Ligia Fernanda Bruni1; Silvana Artioli Schellini1; Elisângela Jaqueta1; Amélia Kamegasawa1; Carlos Roberto Padovani2
DOI: 10.1590/S0004-27492001000300006
RESUMO
Objetivo: Avaliar a efetividade do uso da membrana amniótica para o tratamento do pterígio recidivado. Métodos: Foram operados 24 pacientes (27 olhos) portadores de pterígio recidivado, 7 dos quais com simbléfaro associado usando-se enxerto de membrana amniótica preservada. Foram analisados parâmetros como idade, sexo, olho acometido, localização do pterígio, número de cirurgias anteriores, bem como complicações pós-operatórias e recidiva, em período de seguimento de 6 meses. Resultados: 58,3% dos pacientes eram do sexo masculino e 58,3% encontravam-se na faixa etária de 40 a 59 anos. Todos eram portadores de pterígio recidivado e 48,1% deles já tinham feito pelo menos duas cirurgias anteriores. Os pacientes foram acompanhados por 6 meses. Houve recidiva do pterígio em 18,5 % dos casos e em 11,1%, formação de granuloma. Conclusões: O tratamento do pterígio recidivado com transplante de membrana amniótica é um procedimento relativamente simples, com baixo índice de complicações e que traz bons resultados.

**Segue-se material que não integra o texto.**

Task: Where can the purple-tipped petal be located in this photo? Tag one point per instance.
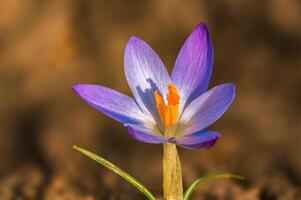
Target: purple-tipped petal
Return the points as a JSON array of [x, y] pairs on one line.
[[112, 103], [193, 67], [145, 73], [207, 108], [201, 139], [145, 136]]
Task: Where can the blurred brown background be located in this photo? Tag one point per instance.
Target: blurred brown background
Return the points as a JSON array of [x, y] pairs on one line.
[[46, 46]]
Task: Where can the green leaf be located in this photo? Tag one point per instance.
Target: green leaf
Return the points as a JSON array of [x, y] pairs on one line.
[[117, 170], [204, 179]]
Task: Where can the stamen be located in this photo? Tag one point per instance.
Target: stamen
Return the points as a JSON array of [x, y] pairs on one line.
[[168, 113]]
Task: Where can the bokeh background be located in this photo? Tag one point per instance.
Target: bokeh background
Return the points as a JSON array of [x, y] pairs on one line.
[[46, 46]]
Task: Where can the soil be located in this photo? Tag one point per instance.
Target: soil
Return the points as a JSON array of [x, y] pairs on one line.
[[47, 46]]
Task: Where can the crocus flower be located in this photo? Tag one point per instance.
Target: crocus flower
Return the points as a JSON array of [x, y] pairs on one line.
[[174, 109]]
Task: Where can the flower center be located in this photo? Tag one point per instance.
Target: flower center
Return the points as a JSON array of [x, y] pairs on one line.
[[168, 113]]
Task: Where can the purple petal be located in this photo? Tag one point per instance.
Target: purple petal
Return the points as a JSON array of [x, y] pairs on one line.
[[193, 67], [201, 139], [145, 73], [112, 103], [145, 136], [207, 108]]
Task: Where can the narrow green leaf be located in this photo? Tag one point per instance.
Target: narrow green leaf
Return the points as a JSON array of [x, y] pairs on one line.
[[117, 170], [204, 179]]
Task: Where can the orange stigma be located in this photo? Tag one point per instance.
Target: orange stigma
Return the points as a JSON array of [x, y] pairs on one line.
[[168, 113]]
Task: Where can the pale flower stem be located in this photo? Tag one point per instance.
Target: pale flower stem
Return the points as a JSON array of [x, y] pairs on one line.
[[172, 173]]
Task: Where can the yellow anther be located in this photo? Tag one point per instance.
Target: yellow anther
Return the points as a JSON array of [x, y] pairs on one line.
[[168, 113]]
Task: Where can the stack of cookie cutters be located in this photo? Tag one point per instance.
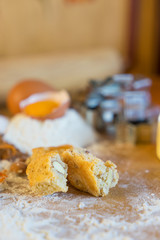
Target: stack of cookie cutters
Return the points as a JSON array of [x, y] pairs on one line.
[[121, 106]]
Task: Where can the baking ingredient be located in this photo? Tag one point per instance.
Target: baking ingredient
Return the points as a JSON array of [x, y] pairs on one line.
[[158, 139], [26, 133], [47, 105], [23, 90], [131, 211], [4, 121]]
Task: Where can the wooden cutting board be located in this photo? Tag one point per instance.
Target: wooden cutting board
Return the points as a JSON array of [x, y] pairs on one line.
[[130, 211]]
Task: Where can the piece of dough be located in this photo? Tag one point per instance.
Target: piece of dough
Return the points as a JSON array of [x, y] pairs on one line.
[[46, 172], [88, 173]]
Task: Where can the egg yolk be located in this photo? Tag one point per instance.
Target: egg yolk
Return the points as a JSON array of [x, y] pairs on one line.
[[41, 109]]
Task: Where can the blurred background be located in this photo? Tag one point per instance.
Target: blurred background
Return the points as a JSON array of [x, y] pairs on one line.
[[67, 42]]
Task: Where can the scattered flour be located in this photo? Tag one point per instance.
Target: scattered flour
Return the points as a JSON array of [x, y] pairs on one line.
[[131, 211]]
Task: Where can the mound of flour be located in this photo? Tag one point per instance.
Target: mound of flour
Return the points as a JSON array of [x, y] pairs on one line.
[[26, 133]]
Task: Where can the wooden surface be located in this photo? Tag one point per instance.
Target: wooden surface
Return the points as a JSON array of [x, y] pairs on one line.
[[131, 210]]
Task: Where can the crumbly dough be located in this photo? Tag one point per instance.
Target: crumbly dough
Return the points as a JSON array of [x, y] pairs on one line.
[[88, 173], [46, 172]]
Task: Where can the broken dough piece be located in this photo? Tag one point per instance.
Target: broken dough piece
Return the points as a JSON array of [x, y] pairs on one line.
[[88, 173], [46, 172]]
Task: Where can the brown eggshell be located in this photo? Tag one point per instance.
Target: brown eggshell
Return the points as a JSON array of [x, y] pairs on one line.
[[57, 113], [23, 90]]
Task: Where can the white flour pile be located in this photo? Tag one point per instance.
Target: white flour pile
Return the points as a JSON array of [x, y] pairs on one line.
[[131, 211], [26, 133]]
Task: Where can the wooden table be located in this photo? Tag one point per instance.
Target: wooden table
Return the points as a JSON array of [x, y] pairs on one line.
[[130, 211]]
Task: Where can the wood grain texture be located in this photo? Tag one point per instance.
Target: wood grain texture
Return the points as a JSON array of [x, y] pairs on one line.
[[131, 210]]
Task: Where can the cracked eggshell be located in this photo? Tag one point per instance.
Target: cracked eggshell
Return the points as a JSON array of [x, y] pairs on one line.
[[23, 90]]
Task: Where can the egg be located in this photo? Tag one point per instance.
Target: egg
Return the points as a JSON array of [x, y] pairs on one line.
[[47, 105], [38, 100], [23, 90]]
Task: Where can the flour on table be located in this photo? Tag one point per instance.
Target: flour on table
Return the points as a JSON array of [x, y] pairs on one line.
[[26, 133], [129, 212]]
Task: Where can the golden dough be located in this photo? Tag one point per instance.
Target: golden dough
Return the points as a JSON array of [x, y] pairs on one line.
[[46, 172], [88, 173]]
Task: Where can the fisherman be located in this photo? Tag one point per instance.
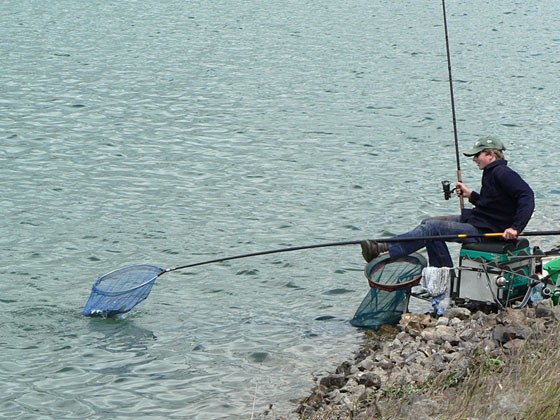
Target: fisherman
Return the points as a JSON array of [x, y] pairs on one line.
[[505, 204]]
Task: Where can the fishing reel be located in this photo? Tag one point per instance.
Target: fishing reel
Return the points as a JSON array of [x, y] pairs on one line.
[[447, 189]]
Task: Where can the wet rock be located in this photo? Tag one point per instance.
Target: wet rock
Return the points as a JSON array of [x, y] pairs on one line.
[[370, 380], [421, 347], [333, 381]]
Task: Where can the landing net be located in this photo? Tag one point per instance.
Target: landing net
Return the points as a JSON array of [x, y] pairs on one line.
[[390, 282], [121, 290]]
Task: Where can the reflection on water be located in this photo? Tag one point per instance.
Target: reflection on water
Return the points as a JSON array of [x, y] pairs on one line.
[[176, 132]]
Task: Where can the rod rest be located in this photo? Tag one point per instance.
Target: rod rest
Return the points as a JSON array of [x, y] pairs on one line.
[[498, 247]]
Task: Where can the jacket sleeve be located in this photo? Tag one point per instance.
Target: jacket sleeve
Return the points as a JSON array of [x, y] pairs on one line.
[[521, 194]]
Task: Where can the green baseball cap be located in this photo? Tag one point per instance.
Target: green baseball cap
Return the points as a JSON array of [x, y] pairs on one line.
[[485, 143]]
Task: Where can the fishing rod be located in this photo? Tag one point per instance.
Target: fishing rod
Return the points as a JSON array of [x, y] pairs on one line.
[[459, 176], [121, 290]]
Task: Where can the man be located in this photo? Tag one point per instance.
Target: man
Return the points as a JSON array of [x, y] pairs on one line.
[[505, 204]]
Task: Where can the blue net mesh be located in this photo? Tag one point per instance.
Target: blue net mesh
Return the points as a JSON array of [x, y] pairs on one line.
[[385, 305], [391, 274], [121, 290], [380, 307]]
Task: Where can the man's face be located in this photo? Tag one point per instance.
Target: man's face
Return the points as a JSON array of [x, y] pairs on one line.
[[483, 158]]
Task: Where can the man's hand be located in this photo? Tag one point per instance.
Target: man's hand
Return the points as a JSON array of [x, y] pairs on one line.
[[510, 233]]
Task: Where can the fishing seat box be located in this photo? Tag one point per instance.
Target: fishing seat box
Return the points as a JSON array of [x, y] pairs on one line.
[[476, 280]]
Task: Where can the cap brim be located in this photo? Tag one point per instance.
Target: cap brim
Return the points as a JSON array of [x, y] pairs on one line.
[[470, 153]]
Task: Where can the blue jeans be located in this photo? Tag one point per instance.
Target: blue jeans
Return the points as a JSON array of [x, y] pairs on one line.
[[438, 253]]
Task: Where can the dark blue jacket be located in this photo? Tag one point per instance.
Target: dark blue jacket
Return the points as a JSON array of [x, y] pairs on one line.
[[505, 200]]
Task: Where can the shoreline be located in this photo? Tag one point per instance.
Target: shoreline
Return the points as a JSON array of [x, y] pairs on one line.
[[413, 354]]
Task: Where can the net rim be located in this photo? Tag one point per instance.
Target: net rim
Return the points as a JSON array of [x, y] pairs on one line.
[[157, 271]]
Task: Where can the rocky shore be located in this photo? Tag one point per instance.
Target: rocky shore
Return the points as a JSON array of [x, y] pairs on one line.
[[416, 351]]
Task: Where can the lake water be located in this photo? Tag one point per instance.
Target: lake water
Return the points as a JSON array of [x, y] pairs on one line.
[[182, 131]]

Descritores: Curativos biológicos; Pterígio; Âmnio; Recidiva; Procedimentos cirúrgicos oftalmológicos
ABSTRACT
Purpose: To evaluate the effectiveness of amniotic membrane transplantation for recurrent pterygium treatment. Methods: Amniotic membrane transplantation was performed in 27 eyes with recurrent pterygium, 7 with associated symblepharon. We evaluated age, sex, eye, site, number of previous surgeries and postoperative complications with a follow-up period of 6 months. Results: 58.3% of the patients were male and, 58.3% were between 40 and 59 years old. All of them had recurrent pterygium and 47.8% with at least two previous surgeries. We observed recurrence in 18.5% and 11.1% had granulomatous lesions. Conclusion: Amniotic membrane transplantation is a simple procedure and is a good choice to treat recurrent pterygium. However, this technique does not exclude the possibility to present lesion recurrence.
Keywords: Biological dressing; Pterygium; Amnion; Ophthalmic surgical procedures
INTRODUÇÃO
O uso de membrana amniótica (MA) tem conquistado espaço cada vez maior no tratamento das afecções da superfície ocular, como na síndrome de Stevens-Johnson(1), no penfigóide cicatricial(1), nas queimaduras químicas e térmicas(2-3), em simbléfaro de várias etiologias(4), em úlceras corneanas(5) e no pterígio recidivado(6-7).
A MA atua beneficiando a epitelização, uma vez que facilita a migração e a adesão das células epiteliais basais, previne a apoptose e restaura o fenótipo epitelial(8).
Além disso, é considerada imunologicamente inerte, tornando-se uma atraente opção para enxertos(9).
Shimazaki et al.(6), utilizaram o transplante de MA preservada juntamente com auto-transplante de limbo em pacientes com pterígio recidivado associado a simbléfaro em 4 pacientes e observaram recidiva do pterígio em apenas 1 caso.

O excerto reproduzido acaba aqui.